As I wrote, that first, feted Carnegie concert began with “a shining evocation of the sacred land of the Holy Grail”. With Wagner dealt with, only Verdi remained of this year’s major bicentennials. Although the rest of the programme here was unconventional, the traditional overture still came first, this time with I vespri siciliani, a work that premièred five years later than the first concert’s Lohengrin. Strong and indomitable, this was controlled Verdi. With sighing winds and fiery strings, though, it was none the cooler for that restraint.
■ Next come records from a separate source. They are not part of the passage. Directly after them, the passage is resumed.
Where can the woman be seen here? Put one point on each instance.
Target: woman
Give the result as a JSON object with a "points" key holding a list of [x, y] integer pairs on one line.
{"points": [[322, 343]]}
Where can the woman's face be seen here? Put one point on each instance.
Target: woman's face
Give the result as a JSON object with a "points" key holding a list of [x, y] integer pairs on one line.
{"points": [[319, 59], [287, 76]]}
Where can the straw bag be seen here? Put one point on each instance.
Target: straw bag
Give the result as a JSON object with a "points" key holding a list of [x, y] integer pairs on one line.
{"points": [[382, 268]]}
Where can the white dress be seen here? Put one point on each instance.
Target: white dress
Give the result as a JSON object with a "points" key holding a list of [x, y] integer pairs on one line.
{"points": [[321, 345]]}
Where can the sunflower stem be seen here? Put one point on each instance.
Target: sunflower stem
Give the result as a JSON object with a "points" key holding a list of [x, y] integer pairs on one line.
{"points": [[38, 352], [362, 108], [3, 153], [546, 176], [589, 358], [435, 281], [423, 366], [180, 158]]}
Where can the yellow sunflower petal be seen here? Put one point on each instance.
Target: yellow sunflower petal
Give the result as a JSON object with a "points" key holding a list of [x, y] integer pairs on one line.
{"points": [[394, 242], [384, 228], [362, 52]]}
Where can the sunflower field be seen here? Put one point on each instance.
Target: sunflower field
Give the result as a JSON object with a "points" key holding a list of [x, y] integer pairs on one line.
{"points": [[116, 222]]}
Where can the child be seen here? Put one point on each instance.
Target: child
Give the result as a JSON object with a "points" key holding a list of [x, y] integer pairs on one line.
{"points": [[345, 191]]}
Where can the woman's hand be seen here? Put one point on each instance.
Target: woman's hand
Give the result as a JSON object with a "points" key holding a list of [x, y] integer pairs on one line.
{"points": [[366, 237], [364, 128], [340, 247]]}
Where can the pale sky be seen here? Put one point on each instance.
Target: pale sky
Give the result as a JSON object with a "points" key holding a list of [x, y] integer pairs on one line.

Moving from Verdi to Elliott Carter’s formidably brilliant Variations for Orchestra proved a gutsy move from Levine, to put it mildly. The comparison certainly underlined Carter’s achievements in a piece that Levine conducts frequently and with surpassing understanding. (This was the third time he had performed this work on this stage with this orchestra since 2005.) Carter’s Variations come with innovations beyond a classic attempt to conjure unity from diversity and diversity from unity. Two ritornelli vie with the principal theme, shifting across the orchestra at different speeds and with changing instrumentations to provide a further layer of complexity and more threads of development. Although the variations compress towards the fifth of their number before relaxing out again, the whole piece gives the impression of careening towards something left unsaid, with trumpets ticking as the end approaches. Sturdy high modernism this may be, but Carter’s distinctively witty, nimble, and generous nature go with it. One could not imagine a more committed nor a more secure performance than this.
To end the first half, Levine went back from Carter beyond Verdi to Rossini, and his solo cantata from 1832, Giovanna d’Arco. Orchestrated rather unimaginatively for chamber forces by Salvatore Sciarrino, the cantata is the narrative of Joan of Arc’s mental preparations as she prepares to head off for war and death. In Joyce DiDonato, it found an interpreter more than able to balance its emotional and storytelling demands with the bel canto line and coloratura dazzle it requires. She marries nuanced acting technique to an innate understanding of and conviction with the Italian language, and possess a voice full of power but so flexible that it swoons and sparks almost in the same breath. For all the fireworks – not least, nattily, at “la flamma” – it was DiDonato’s ability to expose the nuances of text that was most impressive. Take an “addio” that moved from desolation to joy, or the myriad inflections of “la vittoria” repeated to the heavens.